27 março 2025

mário de sá-carneiro / quasi

 
 
Um pouco mais de sol - eu era brasa,
Um pouco mais de azul - eu era além.
Para atingir, faltou-me um golpe d’asa...
Se ao menos eu permanecesse aquém...
 
Assombro ou paz? Em vão... Tudo esvaído
Num grande mar enganador d’espuma;
E o grande sonho despertado em bruma,
O grande sonho - ó dor! - quasi vivido...
 
Quasi o amor, quasi o triunfo e a chama,
Quasi o princípio e o fim - quasi a expansão...
Mas na minh’alma tudo se derrama...
Entanto nada foi só ilusão!
 
De tudo houve um começo ... e tudo errou...

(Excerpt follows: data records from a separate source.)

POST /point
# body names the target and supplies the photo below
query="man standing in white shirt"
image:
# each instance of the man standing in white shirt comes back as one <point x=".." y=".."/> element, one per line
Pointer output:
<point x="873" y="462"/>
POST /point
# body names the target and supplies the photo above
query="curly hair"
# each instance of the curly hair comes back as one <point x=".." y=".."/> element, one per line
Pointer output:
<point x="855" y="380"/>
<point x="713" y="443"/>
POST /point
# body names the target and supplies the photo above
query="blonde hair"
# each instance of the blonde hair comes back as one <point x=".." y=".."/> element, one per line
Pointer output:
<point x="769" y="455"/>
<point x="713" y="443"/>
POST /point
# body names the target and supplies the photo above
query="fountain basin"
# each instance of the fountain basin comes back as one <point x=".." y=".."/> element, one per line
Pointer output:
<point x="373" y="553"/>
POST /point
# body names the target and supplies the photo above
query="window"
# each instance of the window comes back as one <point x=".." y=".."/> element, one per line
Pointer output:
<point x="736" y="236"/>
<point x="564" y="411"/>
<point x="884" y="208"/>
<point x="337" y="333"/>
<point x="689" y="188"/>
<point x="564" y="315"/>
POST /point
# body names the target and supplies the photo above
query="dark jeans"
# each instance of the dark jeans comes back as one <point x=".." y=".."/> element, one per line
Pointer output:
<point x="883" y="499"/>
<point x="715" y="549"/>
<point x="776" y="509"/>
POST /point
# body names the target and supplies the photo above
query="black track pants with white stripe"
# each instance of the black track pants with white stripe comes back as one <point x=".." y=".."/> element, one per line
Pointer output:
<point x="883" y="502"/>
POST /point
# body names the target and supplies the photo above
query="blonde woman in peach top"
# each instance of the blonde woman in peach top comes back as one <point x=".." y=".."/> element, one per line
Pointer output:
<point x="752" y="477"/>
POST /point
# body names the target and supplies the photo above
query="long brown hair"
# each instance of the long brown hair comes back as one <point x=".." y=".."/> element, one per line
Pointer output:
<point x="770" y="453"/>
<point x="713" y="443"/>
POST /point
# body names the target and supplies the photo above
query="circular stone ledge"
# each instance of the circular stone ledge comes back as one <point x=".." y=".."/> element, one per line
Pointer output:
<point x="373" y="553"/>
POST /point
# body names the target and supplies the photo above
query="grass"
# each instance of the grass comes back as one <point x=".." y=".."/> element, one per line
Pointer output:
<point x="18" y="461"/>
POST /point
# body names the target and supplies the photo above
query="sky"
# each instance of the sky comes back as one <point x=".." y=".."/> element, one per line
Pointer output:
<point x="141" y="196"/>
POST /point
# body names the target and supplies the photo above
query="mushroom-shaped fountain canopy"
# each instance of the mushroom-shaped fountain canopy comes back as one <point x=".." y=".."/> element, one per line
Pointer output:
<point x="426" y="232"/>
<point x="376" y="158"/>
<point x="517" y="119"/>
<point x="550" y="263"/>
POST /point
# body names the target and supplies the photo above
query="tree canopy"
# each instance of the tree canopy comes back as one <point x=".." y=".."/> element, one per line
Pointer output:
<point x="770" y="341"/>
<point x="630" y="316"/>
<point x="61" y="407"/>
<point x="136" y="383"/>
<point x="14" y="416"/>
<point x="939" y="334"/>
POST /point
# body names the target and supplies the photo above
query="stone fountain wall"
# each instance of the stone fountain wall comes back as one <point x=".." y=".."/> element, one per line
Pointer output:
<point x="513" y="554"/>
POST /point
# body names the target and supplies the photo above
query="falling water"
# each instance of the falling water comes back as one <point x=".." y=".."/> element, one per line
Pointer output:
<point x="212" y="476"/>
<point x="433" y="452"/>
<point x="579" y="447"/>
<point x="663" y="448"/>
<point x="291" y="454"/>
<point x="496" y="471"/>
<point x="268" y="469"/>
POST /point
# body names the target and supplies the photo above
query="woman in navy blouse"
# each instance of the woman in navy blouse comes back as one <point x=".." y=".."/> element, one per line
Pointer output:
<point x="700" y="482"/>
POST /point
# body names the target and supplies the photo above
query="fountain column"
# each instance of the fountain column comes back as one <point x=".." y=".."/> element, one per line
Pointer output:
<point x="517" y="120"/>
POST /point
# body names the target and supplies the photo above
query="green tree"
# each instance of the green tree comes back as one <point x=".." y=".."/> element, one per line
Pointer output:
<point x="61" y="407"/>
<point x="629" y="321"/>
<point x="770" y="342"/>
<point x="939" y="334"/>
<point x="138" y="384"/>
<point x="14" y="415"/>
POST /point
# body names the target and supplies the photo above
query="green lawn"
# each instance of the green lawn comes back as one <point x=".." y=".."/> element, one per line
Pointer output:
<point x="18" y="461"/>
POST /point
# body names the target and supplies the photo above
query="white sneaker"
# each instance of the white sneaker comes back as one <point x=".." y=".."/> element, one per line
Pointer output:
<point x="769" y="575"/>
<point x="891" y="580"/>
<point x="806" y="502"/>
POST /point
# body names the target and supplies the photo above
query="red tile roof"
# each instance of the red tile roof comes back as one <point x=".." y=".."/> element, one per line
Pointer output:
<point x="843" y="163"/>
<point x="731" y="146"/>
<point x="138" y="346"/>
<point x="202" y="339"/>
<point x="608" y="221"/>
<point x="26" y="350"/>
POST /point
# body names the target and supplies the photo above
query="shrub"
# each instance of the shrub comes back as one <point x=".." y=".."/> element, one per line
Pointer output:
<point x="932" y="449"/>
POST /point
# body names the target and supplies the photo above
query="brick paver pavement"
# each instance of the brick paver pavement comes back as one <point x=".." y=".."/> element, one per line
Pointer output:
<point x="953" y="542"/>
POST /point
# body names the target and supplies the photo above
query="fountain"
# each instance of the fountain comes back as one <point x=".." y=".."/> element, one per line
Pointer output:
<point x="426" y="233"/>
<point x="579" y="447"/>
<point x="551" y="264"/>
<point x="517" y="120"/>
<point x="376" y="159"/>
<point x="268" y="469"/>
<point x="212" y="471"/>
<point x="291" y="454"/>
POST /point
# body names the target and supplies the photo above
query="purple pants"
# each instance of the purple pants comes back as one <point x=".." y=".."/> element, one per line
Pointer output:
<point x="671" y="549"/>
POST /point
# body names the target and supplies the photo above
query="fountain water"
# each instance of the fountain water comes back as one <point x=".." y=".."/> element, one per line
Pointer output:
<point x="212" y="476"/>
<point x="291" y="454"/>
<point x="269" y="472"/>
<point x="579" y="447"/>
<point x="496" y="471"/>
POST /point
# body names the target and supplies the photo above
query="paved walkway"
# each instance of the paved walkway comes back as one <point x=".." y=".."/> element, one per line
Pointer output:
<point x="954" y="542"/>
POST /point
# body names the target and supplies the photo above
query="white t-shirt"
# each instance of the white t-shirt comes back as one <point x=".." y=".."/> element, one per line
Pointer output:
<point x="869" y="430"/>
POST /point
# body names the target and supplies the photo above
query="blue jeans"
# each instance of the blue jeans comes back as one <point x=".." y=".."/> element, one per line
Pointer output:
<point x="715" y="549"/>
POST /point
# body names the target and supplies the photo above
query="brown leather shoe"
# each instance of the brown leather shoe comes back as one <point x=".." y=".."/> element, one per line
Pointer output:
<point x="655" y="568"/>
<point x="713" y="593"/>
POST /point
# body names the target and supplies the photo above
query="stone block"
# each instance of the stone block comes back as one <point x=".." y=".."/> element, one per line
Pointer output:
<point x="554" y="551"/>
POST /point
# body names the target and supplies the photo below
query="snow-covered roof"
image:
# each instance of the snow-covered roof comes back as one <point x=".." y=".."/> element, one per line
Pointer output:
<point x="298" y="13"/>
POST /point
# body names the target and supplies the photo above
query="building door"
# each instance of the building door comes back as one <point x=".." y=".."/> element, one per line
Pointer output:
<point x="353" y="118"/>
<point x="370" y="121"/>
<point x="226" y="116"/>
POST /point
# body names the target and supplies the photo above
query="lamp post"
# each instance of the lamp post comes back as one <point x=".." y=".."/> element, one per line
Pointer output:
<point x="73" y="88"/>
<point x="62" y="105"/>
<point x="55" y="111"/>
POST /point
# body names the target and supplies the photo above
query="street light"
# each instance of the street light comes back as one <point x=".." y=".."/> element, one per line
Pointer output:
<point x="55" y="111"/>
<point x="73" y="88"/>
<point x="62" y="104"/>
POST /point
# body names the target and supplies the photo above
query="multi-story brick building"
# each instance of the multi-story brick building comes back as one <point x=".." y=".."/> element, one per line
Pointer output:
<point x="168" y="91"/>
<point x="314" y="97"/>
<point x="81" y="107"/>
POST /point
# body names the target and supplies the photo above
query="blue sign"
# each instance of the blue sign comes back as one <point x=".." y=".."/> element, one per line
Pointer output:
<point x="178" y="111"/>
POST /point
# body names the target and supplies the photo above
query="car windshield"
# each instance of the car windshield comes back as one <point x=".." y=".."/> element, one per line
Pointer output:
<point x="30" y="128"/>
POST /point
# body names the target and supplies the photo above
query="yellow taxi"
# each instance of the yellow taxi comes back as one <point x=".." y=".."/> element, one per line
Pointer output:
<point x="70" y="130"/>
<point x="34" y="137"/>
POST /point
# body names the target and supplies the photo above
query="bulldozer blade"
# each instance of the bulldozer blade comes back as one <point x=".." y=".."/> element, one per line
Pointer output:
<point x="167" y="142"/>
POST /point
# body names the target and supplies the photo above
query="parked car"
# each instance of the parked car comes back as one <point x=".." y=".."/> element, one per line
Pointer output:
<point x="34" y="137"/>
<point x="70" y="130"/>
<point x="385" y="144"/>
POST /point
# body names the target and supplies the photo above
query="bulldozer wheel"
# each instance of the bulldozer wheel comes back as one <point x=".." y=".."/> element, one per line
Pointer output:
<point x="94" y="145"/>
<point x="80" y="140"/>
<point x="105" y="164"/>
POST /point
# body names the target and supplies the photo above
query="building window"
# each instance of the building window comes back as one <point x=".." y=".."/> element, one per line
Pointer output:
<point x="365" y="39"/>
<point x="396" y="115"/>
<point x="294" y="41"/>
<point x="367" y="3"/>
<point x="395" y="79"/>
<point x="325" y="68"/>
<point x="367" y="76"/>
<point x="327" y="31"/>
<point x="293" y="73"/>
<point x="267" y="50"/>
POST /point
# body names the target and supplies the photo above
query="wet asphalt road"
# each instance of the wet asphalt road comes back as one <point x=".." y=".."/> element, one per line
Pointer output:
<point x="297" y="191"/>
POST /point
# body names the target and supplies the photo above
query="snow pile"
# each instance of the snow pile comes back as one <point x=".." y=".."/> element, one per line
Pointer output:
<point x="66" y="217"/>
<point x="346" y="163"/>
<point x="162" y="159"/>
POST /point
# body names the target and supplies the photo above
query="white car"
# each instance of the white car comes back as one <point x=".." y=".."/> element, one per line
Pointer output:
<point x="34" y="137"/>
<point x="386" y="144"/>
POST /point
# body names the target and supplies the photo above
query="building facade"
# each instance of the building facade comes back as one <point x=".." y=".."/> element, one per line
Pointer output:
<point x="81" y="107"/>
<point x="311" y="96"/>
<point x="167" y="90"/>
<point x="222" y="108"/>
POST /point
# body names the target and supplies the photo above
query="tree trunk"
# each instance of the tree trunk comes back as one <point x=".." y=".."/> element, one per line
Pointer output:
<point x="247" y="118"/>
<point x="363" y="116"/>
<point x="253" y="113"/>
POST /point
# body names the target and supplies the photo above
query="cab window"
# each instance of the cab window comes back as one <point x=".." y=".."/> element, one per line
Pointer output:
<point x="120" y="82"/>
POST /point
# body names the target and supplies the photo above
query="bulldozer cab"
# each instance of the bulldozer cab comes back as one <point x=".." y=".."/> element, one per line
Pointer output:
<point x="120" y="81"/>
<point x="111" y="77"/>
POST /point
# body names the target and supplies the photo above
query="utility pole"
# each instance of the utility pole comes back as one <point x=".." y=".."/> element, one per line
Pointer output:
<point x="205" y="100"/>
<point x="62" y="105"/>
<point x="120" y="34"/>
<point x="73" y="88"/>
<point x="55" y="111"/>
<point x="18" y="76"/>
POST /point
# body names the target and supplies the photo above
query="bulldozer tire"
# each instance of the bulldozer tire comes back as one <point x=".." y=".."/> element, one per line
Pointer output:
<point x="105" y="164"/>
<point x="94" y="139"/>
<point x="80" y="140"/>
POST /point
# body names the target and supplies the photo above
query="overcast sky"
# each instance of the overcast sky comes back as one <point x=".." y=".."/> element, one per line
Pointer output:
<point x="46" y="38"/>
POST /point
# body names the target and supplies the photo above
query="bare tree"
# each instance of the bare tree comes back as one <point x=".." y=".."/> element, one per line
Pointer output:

– Ai a dor de ser - quasi, dor sem fim... –
Eu falhei-me entre os mais, falhei em mim,
Asa que se elançou mas não voou...
 
Momentos d’alma que desbaratei...
Templos aonde nunca pus um altar...
Rios que perdi sem os levar ao mar...
Ânsias que foram mas que não fixei...
 
Se me vagueio, encontro só indícios...
Ogivas para o sol - vejo-as cerradas;
E mãos d’herói, sem fé, acobardadas,
Puseram grades sobre os precipícios...
 
Num ímpeto difuso de quebranto,
Tudo encetei e nada possuí...
Hoje, de mim, só resta o desencanto
Das coisas que beijei mas não vivi...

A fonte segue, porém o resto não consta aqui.